Illich extended the argument to other institutions. Medical Nemesis (1975) argued that professional medicine had reached a point where it generated as much illness as it cured, a condition he called iatrogenesis.3 Tools for Conviviality (1973) proposed a distinction between tools that enhance personal capacity and tools that reduce people to operators serving the tool’s own logic.
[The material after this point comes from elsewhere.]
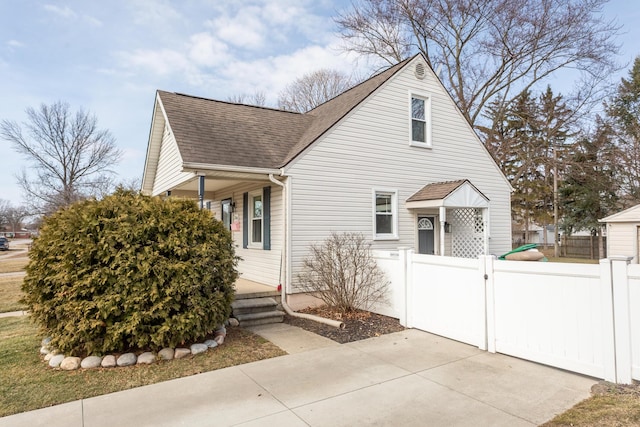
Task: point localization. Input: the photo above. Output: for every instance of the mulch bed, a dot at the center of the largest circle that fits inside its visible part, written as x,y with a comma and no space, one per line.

His concept of "radical monopoly" described how certain institutions eliminate alternatives rather than compete with them. Once compulsory schooling exists, self-directed learning loses legitimacy. Once professional medicine dominates, communities lose the capacity to care for themselves.4 Illich died in Bremen, Germany, in 2002.

1961
Illich founded the Centro Intercultural de Documentación in Cuernavaca, Mexico.
1971
Deschooling Society argued that compulsory education confused learning with institutional processing.
1973
Tools for Conviviality distinguished between tools that enhance capacity and tools that reduce people to operators.
1975
Medical Nemesis argued that professional medicine had begun generating illness alongside curing it.
1 Todd Hartch, The Prophet of Cuernavaca: Ivan Illich and the Crisis of the West (New York: Oxford University Press, 2015).
2 Ivan Illich, Deschooling Society (New York: Harper and Row, 1971).
3 Ivan Illich, Medical Nemesis: The Expropriation of Health (London: Calder and Boyars, 1975).
4 Ivan Illich, Tools for Conviviality (New York: Harper and Row, 1973).